Building Business Credit

Entrepreneurs and individuals just starting up in business often find it hard to raise the finances they need to get started. The chances of securing a small-business startup loan remain a challenge. Consequently, many depend on personal credit cards or loans secured against personal assets. However, this is a risky approach since you assume total liability if the business fails.

“Nobody does a good job of providing financing to startup businesses, because it’s the highest risk out there,” says Charles Green, founder of the Small Business Finance Institute. “You may have big ideas and plans in place, but you haven’t launched yet.”

The best practice is to build a business credit profile without putting your personal credit at risk.
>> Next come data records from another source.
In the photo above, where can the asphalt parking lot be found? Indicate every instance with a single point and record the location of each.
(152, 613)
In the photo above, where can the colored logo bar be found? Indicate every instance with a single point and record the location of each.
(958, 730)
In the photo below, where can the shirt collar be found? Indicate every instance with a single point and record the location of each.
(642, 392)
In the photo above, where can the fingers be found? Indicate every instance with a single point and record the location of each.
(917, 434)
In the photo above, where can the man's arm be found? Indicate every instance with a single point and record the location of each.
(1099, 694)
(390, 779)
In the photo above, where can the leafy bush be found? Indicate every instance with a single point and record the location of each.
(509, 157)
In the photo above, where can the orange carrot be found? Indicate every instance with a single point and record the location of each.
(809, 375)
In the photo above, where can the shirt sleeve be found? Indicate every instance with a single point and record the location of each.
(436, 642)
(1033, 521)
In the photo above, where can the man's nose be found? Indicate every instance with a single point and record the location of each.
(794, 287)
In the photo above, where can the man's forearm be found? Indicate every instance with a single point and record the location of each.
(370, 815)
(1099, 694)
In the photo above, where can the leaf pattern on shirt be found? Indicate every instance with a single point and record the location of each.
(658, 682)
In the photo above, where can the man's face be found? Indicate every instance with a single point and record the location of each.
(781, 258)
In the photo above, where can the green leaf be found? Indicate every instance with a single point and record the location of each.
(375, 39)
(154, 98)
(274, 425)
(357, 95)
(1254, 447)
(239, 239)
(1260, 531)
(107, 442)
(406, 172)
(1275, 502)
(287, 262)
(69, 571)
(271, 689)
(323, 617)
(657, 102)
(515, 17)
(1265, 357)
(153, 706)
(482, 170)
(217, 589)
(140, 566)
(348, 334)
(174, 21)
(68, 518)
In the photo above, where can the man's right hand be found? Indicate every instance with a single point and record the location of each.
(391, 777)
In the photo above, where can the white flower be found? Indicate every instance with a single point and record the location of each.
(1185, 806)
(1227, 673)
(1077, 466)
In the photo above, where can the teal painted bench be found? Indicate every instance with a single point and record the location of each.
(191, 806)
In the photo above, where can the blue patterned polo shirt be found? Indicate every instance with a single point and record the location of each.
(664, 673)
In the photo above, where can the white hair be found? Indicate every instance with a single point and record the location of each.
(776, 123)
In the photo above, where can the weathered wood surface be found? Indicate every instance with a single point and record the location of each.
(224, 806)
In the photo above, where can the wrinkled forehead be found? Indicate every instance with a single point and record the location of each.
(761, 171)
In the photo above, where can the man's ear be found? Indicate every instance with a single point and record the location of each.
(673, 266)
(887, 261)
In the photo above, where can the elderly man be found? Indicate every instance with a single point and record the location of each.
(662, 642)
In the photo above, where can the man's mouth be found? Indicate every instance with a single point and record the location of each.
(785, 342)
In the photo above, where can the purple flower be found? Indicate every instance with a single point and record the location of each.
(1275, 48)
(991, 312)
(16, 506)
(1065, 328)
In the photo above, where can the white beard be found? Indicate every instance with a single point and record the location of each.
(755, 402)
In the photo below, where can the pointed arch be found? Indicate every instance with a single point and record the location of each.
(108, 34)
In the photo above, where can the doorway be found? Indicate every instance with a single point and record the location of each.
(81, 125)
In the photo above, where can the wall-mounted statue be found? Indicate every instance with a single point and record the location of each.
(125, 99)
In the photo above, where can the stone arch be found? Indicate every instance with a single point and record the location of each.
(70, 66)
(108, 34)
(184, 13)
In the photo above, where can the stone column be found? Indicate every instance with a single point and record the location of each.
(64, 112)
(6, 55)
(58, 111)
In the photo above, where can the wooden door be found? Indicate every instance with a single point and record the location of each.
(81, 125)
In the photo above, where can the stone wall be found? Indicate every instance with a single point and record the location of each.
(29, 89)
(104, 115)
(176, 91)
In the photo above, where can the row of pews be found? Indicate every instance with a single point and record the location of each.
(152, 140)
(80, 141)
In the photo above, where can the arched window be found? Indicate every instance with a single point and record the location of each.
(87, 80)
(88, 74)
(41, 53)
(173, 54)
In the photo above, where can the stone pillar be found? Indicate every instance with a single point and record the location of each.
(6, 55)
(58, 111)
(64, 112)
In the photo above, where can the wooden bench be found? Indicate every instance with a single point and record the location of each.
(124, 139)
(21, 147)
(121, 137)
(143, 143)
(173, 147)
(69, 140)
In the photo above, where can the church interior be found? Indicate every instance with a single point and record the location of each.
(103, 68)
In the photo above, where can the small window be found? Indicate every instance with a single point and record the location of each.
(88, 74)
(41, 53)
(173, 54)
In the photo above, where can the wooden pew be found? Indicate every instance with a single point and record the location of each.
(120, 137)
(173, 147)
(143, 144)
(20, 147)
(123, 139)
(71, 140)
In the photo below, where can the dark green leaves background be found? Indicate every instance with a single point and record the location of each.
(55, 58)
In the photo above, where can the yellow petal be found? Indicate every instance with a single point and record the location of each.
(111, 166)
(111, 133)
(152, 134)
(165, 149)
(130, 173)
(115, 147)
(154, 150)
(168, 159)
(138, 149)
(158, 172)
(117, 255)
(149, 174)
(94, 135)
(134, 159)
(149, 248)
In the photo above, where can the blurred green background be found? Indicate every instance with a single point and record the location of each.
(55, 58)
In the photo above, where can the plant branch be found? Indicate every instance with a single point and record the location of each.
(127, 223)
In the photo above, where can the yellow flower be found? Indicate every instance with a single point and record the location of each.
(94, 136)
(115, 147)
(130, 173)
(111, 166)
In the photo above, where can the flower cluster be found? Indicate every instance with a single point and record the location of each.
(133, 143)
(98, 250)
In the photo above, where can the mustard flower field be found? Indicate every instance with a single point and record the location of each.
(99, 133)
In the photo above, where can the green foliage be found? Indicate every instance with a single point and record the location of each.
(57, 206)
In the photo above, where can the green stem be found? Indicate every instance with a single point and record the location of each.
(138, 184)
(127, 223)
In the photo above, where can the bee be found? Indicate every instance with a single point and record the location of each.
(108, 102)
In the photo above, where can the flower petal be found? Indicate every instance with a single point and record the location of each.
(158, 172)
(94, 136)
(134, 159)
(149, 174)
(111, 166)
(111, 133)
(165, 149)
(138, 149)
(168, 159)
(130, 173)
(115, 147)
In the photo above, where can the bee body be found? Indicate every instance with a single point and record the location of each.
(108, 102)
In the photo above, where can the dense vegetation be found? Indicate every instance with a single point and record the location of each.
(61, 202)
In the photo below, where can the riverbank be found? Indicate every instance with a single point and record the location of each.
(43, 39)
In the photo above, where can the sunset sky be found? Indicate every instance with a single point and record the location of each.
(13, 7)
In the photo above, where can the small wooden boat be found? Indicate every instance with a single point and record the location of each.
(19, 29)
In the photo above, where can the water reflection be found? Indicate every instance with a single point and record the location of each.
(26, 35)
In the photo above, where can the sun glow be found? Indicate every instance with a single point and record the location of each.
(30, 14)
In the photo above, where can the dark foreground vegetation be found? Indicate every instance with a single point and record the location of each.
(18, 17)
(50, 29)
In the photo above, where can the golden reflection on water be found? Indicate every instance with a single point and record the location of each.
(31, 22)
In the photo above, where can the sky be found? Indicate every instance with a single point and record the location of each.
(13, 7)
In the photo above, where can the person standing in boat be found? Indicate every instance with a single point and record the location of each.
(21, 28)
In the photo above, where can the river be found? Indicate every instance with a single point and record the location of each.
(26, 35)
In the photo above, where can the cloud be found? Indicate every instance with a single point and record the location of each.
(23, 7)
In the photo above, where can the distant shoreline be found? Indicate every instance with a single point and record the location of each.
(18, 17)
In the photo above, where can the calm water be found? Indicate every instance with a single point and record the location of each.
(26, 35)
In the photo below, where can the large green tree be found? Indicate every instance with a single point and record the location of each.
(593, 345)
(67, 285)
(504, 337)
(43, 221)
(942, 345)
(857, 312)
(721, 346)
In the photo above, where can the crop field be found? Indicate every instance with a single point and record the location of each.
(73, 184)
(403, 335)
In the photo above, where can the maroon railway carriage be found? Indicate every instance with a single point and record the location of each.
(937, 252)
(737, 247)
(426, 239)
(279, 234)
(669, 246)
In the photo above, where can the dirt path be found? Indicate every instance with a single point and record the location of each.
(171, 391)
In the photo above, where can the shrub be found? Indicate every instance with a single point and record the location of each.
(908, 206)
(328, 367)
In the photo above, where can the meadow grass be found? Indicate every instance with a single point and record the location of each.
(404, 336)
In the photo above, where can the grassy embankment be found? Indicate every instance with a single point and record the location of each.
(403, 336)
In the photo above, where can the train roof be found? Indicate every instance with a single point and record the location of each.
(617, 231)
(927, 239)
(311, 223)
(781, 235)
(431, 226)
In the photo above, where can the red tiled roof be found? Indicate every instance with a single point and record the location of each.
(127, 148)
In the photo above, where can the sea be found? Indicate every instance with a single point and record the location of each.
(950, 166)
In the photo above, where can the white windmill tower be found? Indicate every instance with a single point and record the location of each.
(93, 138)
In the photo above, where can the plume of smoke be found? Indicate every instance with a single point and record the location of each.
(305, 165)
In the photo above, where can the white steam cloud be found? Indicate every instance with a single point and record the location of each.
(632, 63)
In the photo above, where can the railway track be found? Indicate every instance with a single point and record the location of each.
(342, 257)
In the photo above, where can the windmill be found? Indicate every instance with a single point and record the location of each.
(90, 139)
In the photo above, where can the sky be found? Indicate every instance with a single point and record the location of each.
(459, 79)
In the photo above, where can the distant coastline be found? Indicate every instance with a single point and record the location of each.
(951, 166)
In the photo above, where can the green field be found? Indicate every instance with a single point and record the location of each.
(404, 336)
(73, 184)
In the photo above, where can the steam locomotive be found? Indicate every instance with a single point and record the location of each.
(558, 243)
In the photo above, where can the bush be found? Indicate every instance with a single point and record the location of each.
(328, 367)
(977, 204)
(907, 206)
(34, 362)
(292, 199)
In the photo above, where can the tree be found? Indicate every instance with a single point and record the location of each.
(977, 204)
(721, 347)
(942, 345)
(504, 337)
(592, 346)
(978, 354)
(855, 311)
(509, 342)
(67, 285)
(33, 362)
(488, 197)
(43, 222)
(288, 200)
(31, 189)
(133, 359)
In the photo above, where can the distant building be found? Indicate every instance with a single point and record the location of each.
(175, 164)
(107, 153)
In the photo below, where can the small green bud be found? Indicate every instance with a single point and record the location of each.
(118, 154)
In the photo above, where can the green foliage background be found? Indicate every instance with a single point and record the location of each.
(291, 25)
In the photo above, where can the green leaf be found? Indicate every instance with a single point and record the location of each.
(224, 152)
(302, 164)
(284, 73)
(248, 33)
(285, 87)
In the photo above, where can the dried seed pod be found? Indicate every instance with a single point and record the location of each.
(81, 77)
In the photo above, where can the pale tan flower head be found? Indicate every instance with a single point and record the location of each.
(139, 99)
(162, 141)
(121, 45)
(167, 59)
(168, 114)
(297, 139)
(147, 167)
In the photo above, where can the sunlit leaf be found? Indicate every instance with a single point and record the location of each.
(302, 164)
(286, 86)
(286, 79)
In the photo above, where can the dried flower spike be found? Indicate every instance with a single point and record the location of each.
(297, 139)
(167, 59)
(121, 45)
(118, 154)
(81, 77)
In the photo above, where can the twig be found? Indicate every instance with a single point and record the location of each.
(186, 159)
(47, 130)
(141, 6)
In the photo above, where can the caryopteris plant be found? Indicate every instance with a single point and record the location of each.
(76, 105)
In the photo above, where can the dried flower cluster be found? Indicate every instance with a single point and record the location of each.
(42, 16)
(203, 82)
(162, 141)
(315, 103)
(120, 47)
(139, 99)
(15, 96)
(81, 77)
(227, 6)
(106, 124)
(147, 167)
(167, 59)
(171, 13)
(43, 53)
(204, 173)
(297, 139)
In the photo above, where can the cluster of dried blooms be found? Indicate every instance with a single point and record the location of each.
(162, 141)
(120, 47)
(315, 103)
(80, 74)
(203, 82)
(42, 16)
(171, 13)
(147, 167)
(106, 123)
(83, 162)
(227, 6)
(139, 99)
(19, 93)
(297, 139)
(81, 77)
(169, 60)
Find companies that will establish credit for your business without using your personal credit information; then, report the payment experiences to the business credit bureaus.

Before applying for credit make sure the following are in place/up to date:

  • Corporate records;

  • State filings;

  • Business licenses/permits;

  • Employer Identification Number (EIN);

  • DUNS Number—business’ credit profile number issued by Dun & Bradstreet;

  • Company’s phone number listed in the 411 directory;

  • Professional business plan, financial statements, and other company documents;

  • Company bank accounts—standard checking and savings.

A quick note about company documents: Quoting changes in regulations that came into effect April 2018, one bank required details of operating agreement, articles of incorporation as well as information from a business plan and financial statement to open business bank accounts.

After you meet these requirements, you will be ready to apply for credit. The best place to start is with your suppliers. Many types of suppliers—including major brands—extend lines of credit to businesses. Several credit bureaus collect this data. From the information, they create your business credit scores. The main bureaus are Dun & Bradstreet, Experian, and Equifax.

Unlike personal credit reports, anyone can look at your business credit report. You need at least three trade lines to get a Dun & Bradstreet Paydex score, which measures past payment history. A strong business credit profile says more about your business than just it’s credit-worthiness. Amber Colley, Director of Sales and Partnerships at Dun & Bradstreet, says, “It’s not just about finances…it’s about your credibility.”

Once you have successfully established your business’ credit, it is equally important to maintain it. The following are a few tips recommended by experts:

  1. Pay Creditors on Time: Make sure you make your payments on time—or early. Dun & Bradstreet only assign perfect scores to those who pay early.

  2. Limit your Spending: Moderate the amount of money you spend of your maximum credit limit—around 20% to 30%.

  3. Use Reporting Lenders: Only use a lender that reports to the credit bureaus in order to maximize credit building opportunities.

  4. Many online small business lenders—that are more willing to lend to bad-credit borrowers—actually report. These include OnDeck, Lending Club, Funding Circle, Fundation, Kabbage, and BlueVine.

Finally, remember that by building business credit for your start up, you can improve your company’s image, protect your personal credit, limit your liability, and increase its credit capacity. It is more favorable than depending on your personal credit score. Businesses can obtain anywhere from 10 to 100 times greater financing than an individual and with much better terms.